Car purchase completed today. Nissan AvenirIt’s a 2004 Nissan Avenir. I even found one in a colour I like, it’s a pearly silvery pale blue. I get to collect it on Wednesday the 12th which is my birthday so that’s kind of extra cool.

Thank goodness that process is over with and hopefully I won’t need to do it again for another few years.

Saturday, August 8, 2009

Scary stuff

The lovely edder from I Don’t Care for your Tone came up with a list of  her fears. It’s quite the list though quite different from what scares me.

In no particular order:

  1. Slipping on the edge of swimming pools. A friend broke her hip when we were 10 and since then I’m always very very careful.
  2. Cancer.
  3. Eels. I grew up swimming in rivers and occasionally in the deep swimming holes you’d feel something big and slippery against your leg. Things in the sea don’t scare me in anywhere near the same way.
  4. Migraine headaches. Once the ‘aura’ starts the race is on to get home and into a dark room for what is inevitably 12 hours of vomiting and suicide inducing pain. Hell.
  5. Something bad happening to my son.
  6. Spiders. Especially those Camel Spiders that Moko told me about the other day on Twitter - check out a picture here. EEEEEEK.
  7. Dying alone.

What scares you?

Bought a car

OK that’s not actually true but it made you look.

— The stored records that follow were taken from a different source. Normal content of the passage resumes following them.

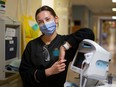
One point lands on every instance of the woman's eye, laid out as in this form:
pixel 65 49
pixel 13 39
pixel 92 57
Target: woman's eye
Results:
pixel 48 19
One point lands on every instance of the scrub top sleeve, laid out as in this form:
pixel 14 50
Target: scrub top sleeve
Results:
pixel 27 71
pixel 78 36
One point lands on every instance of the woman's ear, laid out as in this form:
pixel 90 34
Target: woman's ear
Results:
pixel 56 20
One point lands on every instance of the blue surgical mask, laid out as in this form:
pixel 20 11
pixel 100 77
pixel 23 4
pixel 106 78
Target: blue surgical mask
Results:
pixel 48 28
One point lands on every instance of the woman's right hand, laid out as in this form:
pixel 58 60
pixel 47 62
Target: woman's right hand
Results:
pixel 56 68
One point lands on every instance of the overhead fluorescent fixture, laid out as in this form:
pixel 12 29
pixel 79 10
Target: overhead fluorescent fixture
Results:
pixel 114 1
pixel 113 9
pixel 113 17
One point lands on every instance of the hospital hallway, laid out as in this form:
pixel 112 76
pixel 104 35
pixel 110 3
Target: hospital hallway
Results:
pixel 111 47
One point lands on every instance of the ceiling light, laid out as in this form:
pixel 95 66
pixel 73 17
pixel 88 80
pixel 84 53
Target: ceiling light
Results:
pixel 113 17
pixel 113 9
pixel 114 1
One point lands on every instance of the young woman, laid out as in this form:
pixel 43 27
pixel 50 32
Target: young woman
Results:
pixel 45 59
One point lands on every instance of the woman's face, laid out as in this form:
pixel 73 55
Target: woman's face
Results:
pixel 44 17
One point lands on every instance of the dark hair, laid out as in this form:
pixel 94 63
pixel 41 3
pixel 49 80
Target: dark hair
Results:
pixel 45 8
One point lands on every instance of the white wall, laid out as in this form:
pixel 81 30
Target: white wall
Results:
pixel 13 7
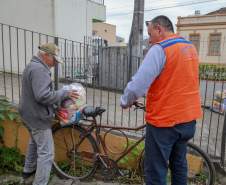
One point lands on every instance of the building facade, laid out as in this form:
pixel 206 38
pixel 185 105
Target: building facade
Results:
pixel 71 19
pixel 208 34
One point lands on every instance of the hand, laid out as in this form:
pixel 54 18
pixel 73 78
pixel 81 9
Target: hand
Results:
pixel 124 106
pixel 73 94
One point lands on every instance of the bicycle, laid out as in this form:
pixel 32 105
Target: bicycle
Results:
pixel 83 149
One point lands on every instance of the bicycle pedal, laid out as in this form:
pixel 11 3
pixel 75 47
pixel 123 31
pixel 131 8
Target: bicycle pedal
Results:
pixel 120 173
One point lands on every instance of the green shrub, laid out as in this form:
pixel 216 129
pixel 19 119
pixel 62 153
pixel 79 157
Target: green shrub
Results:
pixel 11 160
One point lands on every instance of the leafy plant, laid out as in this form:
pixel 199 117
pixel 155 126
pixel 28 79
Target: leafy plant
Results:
pixel 134 154
pixel 6 112
pixel 11 160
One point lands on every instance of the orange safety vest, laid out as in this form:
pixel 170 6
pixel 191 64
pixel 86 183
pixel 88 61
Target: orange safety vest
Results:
pixel 174 96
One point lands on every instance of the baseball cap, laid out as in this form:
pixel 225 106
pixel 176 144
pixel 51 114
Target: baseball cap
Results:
pixel 51 49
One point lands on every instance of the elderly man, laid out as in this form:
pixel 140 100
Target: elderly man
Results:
pixel 169 78
pixel 36 108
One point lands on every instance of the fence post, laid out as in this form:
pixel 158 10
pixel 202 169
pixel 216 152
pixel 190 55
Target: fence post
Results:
pixel 56 73
pixel 223 142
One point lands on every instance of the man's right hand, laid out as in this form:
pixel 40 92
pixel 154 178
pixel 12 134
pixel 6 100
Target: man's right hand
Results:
pixel 73 94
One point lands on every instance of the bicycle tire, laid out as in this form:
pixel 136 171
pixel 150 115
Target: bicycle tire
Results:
pixel 205 157
pixel 74 154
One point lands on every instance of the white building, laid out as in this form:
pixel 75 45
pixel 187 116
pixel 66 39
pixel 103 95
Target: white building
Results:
pixel 71 19
pixel 208 34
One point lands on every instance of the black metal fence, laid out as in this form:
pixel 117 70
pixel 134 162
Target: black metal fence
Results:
pixel 98 1
pixel 104 72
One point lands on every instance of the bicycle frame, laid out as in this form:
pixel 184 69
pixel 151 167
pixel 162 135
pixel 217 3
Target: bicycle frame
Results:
pixel 100 142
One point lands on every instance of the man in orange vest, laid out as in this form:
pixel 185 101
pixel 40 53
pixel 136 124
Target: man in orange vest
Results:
pixel 169 78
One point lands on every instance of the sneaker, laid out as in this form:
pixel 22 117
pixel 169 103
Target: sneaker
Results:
pixel 26 175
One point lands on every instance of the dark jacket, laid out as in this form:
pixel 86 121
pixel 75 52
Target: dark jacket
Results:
pixel 38 97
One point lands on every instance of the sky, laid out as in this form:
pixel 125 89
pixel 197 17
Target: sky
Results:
pixel 119 12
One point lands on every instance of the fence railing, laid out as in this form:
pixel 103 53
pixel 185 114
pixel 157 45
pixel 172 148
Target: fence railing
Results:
pixel 104 72
pixel 98 1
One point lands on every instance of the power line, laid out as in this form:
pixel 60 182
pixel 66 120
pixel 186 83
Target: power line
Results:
pixel 151 2
pixel 166 7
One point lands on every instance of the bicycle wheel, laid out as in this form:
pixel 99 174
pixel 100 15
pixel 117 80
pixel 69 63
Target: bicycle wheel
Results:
pixel 75 155
pixel 201 170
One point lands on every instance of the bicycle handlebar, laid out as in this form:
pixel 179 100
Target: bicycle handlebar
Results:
pixel 139 105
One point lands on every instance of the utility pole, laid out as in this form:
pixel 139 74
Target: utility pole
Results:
pixel 135 51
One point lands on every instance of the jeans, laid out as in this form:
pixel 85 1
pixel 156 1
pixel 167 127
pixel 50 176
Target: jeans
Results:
pixel 40 155
pixel 166 148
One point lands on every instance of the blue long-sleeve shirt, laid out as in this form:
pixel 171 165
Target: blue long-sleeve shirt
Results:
pixel 150 68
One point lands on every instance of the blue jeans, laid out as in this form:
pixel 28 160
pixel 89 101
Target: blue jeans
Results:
pixel 166 148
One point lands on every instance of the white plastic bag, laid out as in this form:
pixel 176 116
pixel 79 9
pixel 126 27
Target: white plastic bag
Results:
pixel 80 102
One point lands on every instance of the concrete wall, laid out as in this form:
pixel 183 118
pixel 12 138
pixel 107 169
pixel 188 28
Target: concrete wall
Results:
pixel 36 15
pixel 204 26
pixel 105 31
pixel 73 18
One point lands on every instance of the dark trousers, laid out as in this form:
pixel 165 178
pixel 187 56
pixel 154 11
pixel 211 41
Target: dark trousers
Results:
pixel 166 148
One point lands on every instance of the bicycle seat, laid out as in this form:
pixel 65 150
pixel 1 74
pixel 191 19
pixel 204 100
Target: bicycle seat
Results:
pixel 90 111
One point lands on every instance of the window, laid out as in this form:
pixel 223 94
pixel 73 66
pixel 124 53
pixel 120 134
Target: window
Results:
pixel 94 33
pixel 214 44
pixel 195 39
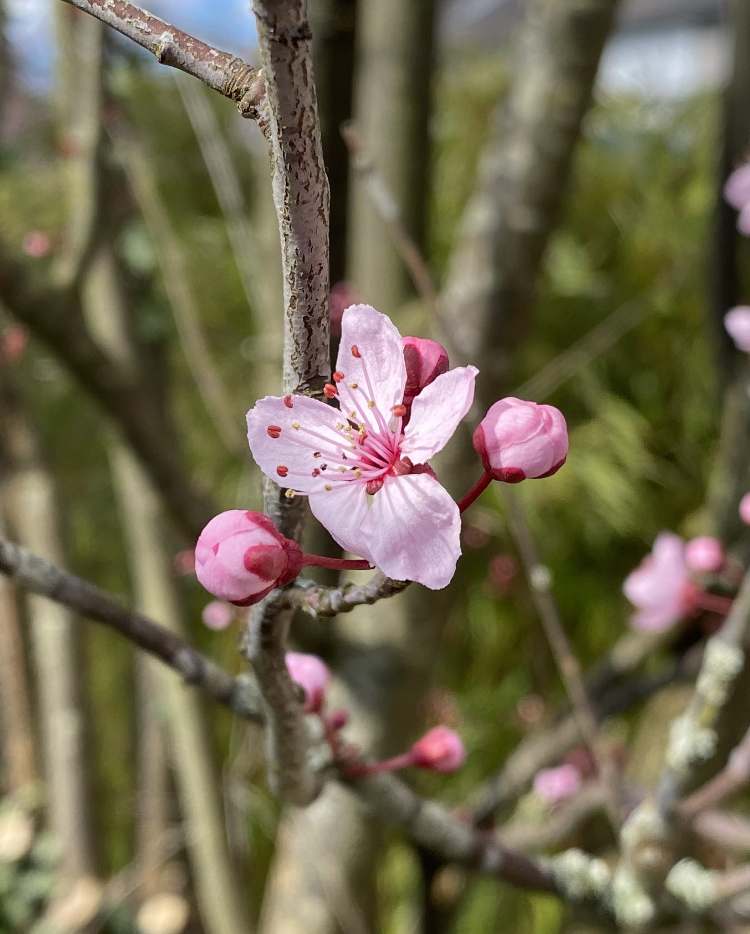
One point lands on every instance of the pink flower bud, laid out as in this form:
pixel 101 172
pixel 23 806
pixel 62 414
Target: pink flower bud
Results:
pixel 241 556
pixel 311 674
pixel 737 187
pixel 552 785
pixel 217 615
pixel 425 360
pixel 518 440
pixel 440 750
pixel 745 509
pixel 704 555
pixel 737 324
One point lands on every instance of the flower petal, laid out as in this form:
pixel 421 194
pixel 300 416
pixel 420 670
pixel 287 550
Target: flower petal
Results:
pixel 436 412
pixel 294 449
pixel 413 530
pixel 342 510
pixel 380 369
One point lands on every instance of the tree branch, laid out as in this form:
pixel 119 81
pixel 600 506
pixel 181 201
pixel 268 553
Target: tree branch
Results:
pixel 47 580
pixel 220 71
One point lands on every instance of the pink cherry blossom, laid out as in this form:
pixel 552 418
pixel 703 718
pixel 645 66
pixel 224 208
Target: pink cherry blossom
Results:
pixel 704 555
pixel 518 440
pixel 660 587
pixel 552 785
pixel 217 615
pixel 311 673
pixel 440 750
pixel 737 324
pixel 425 360
pixel 365 473
pixel 241 556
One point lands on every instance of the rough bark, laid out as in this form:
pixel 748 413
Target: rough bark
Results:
pixel 394 66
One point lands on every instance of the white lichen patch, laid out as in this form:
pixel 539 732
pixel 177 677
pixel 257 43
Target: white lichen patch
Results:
pixel 689 742
pixel 631 904
pixel 693 885
pixel 721 665
pixel 580 875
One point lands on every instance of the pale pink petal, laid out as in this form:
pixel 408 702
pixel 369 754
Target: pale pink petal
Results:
pixel 294 448
pixel 413 530
pixel 379 370
pixel 737 187
pixel 436 412
pixel 342 510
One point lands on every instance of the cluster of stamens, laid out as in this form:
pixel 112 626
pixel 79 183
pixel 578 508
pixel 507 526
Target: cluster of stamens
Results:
pixel 366 446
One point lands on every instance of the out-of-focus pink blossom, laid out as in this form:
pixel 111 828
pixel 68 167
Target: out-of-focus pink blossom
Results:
pixel 310 673
pixel 517 440
pixel 425 360
pixel 13 341
pixel 366 475
pixel 502 572
pixel 184 562
pixel 737 193
pixel 341 297
pixel 36 244
pixel 552 785
pixel 241 556
pixel 440 750
pixel 217 614
pixel 660 587
pixel 704 555
pixel 737 324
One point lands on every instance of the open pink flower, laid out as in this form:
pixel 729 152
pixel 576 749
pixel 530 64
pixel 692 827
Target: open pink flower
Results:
pixel 440 750
pixel 517 440
pixel 660 587
pixel 704 555
pixel 553 785
pixel 241 556
pixel 366 473
pixel 312 674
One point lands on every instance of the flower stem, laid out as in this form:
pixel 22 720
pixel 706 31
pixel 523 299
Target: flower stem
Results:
pixel 479 487
pixel 336 564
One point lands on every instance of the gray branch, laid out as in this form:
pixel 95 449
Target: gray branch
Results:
pixel 221 71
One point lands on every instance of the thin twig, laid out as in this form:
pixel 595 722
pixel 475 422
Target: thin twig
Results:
pixel 567 664
pixel 693 737
pixel 47 580
pixel 388 209
pixel 220 71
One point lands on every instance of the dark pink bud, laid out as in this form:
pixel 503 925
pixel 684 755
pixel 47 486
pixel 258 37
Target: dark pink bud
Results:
pixel 241 556
pixel 311 674
pixel 517 440
pixel 704 555
pixel 425 360
pixel 440 750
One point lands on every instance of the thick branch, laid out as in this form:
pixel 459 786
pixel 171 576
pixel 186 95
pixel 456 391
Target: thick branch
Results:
pixel 222 72
pixel 47 580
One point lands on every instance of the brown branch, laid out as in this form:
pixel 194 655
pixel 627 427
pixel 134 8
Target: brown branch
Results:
pixel 301 196
pixel 47 580
pixel 220 71
pixel 567 664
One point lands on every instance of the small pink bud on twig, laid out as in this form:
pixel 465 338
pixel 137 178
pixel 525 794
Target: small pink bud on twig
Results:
pixel 312 675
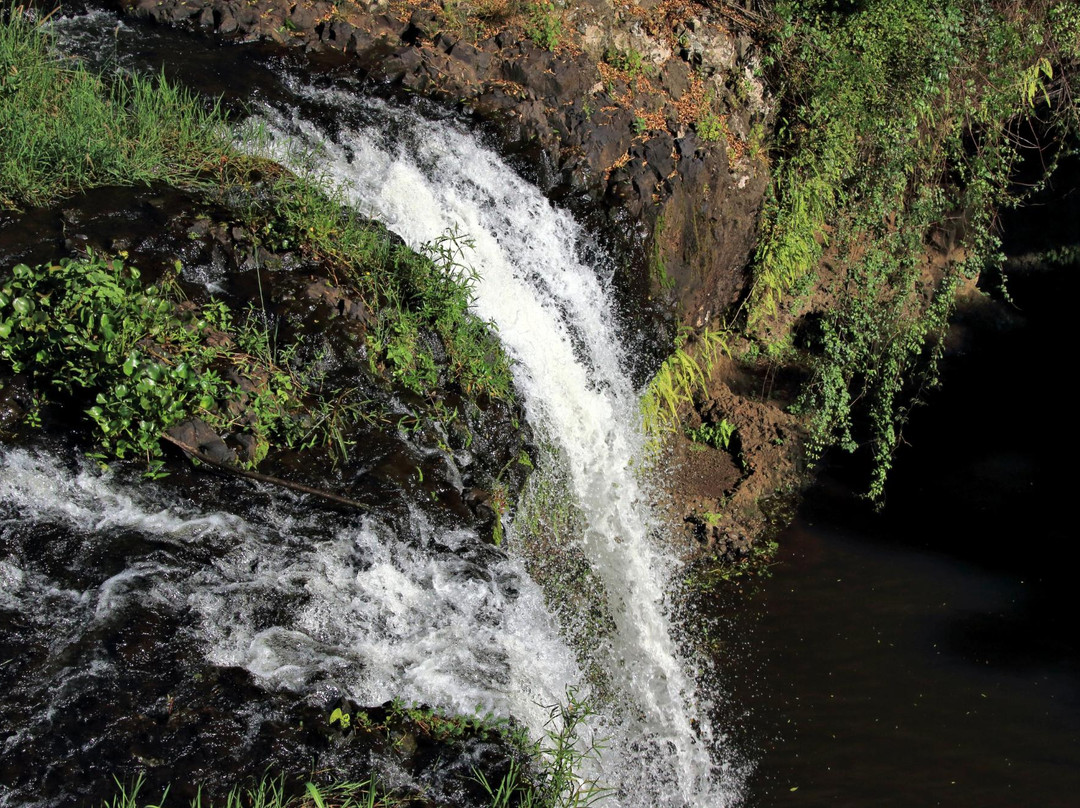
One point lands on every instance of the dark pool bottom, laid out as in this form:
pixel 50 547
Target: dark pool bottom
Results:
pixel 891 676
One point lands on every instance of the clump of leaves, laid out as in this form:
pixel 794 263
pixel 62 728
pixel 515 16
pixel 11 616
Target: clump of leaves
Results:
pixel 543 24
pixel 717 435
pixel 139 361
pixel 903 118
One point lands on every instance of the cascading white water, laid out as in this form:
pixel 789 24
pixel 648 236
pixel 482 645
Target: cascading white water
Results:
pixel 555 320
pixel 315 608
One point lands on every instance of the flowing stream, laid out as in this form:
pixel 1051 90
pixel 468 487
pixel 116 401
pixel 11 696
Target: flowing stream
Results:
pixel 376 608
pixel 555 318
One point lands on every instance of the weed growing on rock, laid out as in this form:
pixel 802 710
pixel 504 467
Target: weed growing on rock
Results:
pixel 680 377
pixel 139 362
pixel 66 130
pixel 905 119
pixel 543 24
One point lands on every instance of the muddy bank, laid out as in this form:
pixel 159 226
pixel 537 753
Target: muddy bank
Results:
pixel 652 117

After Rory’s football game this morning I did look at dozens and test drive a couple plus I am going looking again tomorrow with the same friend. I’m pretty bored with it all already as cars have gotten so bland, so blah. In fairness I must report less unpleasant salespeople experience than I expected, in three different places today I dealt with two men then a woman all of whom happily backed off and left us to browse. 

Probably will end up with something like below. 2002 Nissan Primera - not exactly an exciting vehicle but it is what it is. Very economical but large enough to be comfortable and with plenty of room for our Bonnie dog.

Primera 2002

Friday, August 7, 2009

Friday flowers

Rhododendron 'Jolie Madame'

Rhododendron 'Jolie Madame'

I have 2 of these in my tiny garden and I love them.

Friday freak show





The Feelers

I went and saw this local band last night. Good night was had though now of course I have to suffer through Friday with a minor hangover to start the day. I’m also on an interview panel with 6 interviews scheduled starting at 8am this morning. Feel the joy.

Thursday, August 6, 2009

Man vs Wild

Quick rant.

Seems like every time I turn on the TV there is someone eating gross stuff that just shouldn’t be eaten.


If it’s not Man vs Wild and the decidedly odd Bear someoneorother, then it’s Fear Factor or NZ’s own Island Wars shiteFries.


My stomach turns immediately when I witness such carry on and I’m sick of it - can’t people just go to Maccas like the rest of us normal folk?

Wednesday, August 5, 2009

Car Sales Torture

In my post of last weekend (see here) I talked about how I am trying to buy myself a new car but that I’m struggling with the actual process of stepping onto a used car lot to start looking at what’s available. I am car-sales-yard-a-phobic. I’ve now made some progress.

I’ve done some poking around on the net and now have a bit more clue about what my money should buy me and I also have a clearer picture of what I want.

As Moko suggested, my available funds should be able to buy me a non-fancy Japanese 5 or 6 year old station wagon with mileage (what’s the metric of that word - is it kilometage?) a bit on the high side or alternatively something a year or two older but with a little less on the clock. I’ll have to weigh that one up. I like a wagon for carting the dog around but am not a fan of the ubiquitous SUV.

Another thing I’ve found is that most of the wagons for sale in NZ these days have an automatic transmission so that’s given me some pause – I’ve never owned anything other than a manual. 

Next step is to co-opt someone to come looking with me.